Locked out

created:2012-01-21
updated:2012-01-25

Let’s pretend you have this awesome Web 2.0 application with a shiny user interface, using the most recent technology available in the browser. Of course your application uses some kind of API to talk to your backend – the details don’t matter here. And everything is fine.

Until, one day, you discover someone wrote a free desktop client that uses your API, which was never meant to be “public”, to do exactly the task your Web 2.0 application was designed for. It is fast, lightweight and easy to use, but wait: It doesn’t show the user any advertising.

So, what are you going to do about it? Your first idea: Let’s encrypt the API requests. Encryption is widely used and there are algorithms considered “secure” by experts, so what could possibly go wrong?

But a few days after implementing the encryption and deploying it to your servers this annyoing little third-party client is updated: Now it encrypts the API requests too! Well, you say to yourself, we’ll just update the encryption keys and everything is fine again. You do that and not even a day after you deploy the change the third-party client is updated and works again.

What happened? Your Web 2.0 application somehow needs to encrypt the requests, so you had to put the key into the JavaScript, protected by a layer of eval() obfuscation as seen below. You can sense the problem already: You gave away the encryption key, rendering the encryption useless. The obfuscation didn’t protect you either.

/* Classic XOR cipher with plaintext x and key k, from www.pandora.com */
function _m(x, k) {
    var r = "";
    for(var i=0; i < x.length; i++) {
        r += String.fromCharCode(x.charCodeAt(i) ^ k[i % k.length]);
    }
    return r;
}

As the time passes more and more people start using this third-party client, new implementations with different user interfaces in different programming languages appear and they’re all using your API – encryption with rotating keys did not solve your problem at all. Is there anything else you can do? After all you have to pay your bills from your advertisement revenue!
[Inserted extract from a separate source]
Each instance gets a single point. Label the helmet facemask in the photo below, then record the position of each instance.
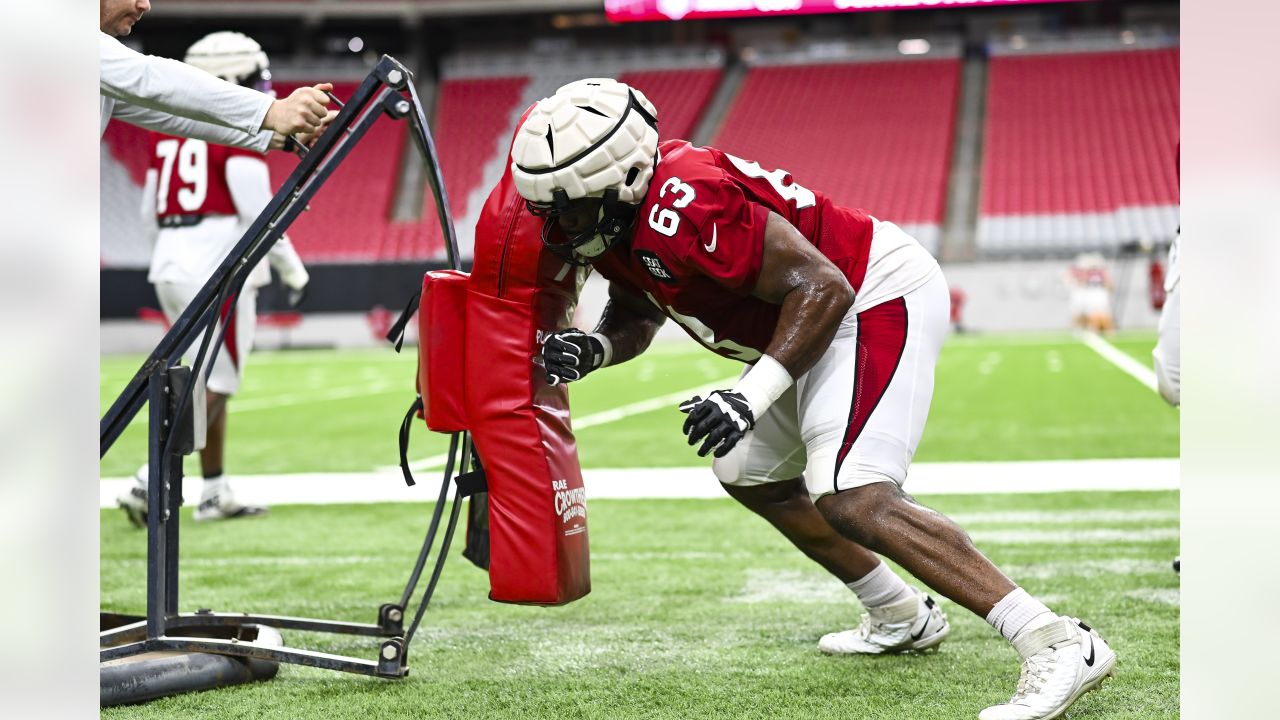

Of course there is. These third-party clients try to get rid of the browser to do what your awesome Web 2.0 application does. And this is, from your point of view, the weak point. Require some kind of authorization that only a real browser can pass, require them to parse HTML, parse CSS and execute JavaScript. In the end you come up with something that, once released from the eval() cage, looks as innocent as the following piece of code:

/* Authorization key decoder, from www.pandora.com */
function calcPageHeight(tvs) {
    var ts = [];
    ts.length = 128;
    var positions = [32, 50, 42, 36, 15, 34, 35, 7, 62, 47, 26, 0, 33, 40,
            30, 41, 5, 28, 19, 59, 22, 52, 2, 10, 48, 39, 49, 56, 61, 3,
            45, 44, 20, 23, 46, 63, 17, 4, 1, 27, 6, 53, 29, 21, 54, 57,
            25, 16, 58, 38, 12, 11, 37, 60, 55, 43, 9, 31, 8, 51, 18, 13,
            14, 24];
    var ps = document.getElementsByTagName("p");
    var pNodes = [];
    for(var i = 0; i < ps.length; i++) {
        if (ps[i].parentNode.className == '_spacer') {
            pNodes.push(ps[i]);
        }
    }

    for(i = 0; i < positions.length; i++) {
        var code = parseInt(pNodes[i].getAttribute("height"));
        if (code < 128) {
            ts[positions[i]] = code;
        }
    }

    ts.length = 32;

    var s = "";
    for(i = 0; i < ts.length; i++) {
        s += String.fromCharCode(ts[i]);
    }

    tvs[unescape('%5fd%61t%61')][unescape('%63')] = s;
}
<!-- excerpt from www.pandora.com -->
<div class='_spacer'><p height='128px'/></div>
<div class='_spacer'><p height='128px'/></div>
<div class='_spacer'><p height='128px'/></div>
<div class='_spacer'><p height='49px'/></div>
<div class='_spacer'><p height='128px'/></div>
<div class='_spacer'><p height='50px'/></div>
<div class='_spacer'><p height='98px'/></div>
<div class='_spacer'><p height='128px'/></div>
<div class='_spacer'><p height='57px'/></div>
<div class='_spacer'><p height='97px'/></div>
<div class='_spacer'><p height='128px'/></div>
<!-- … -->

Of course the function name does not accurately describe what the code really does:

  1. Collect all p tags from your HTML page
  2. Apply a permutation table
  3. Get the height of every p element and look up the corresponding ASCII character
  4. Concatenate everything into a 32 byte string, the authorization token

This token was generated by the server while serving the page. And it defeats any attack scenario based on static analysis (unless you somehow manage to lose the algorithm that generates these tokens on the server).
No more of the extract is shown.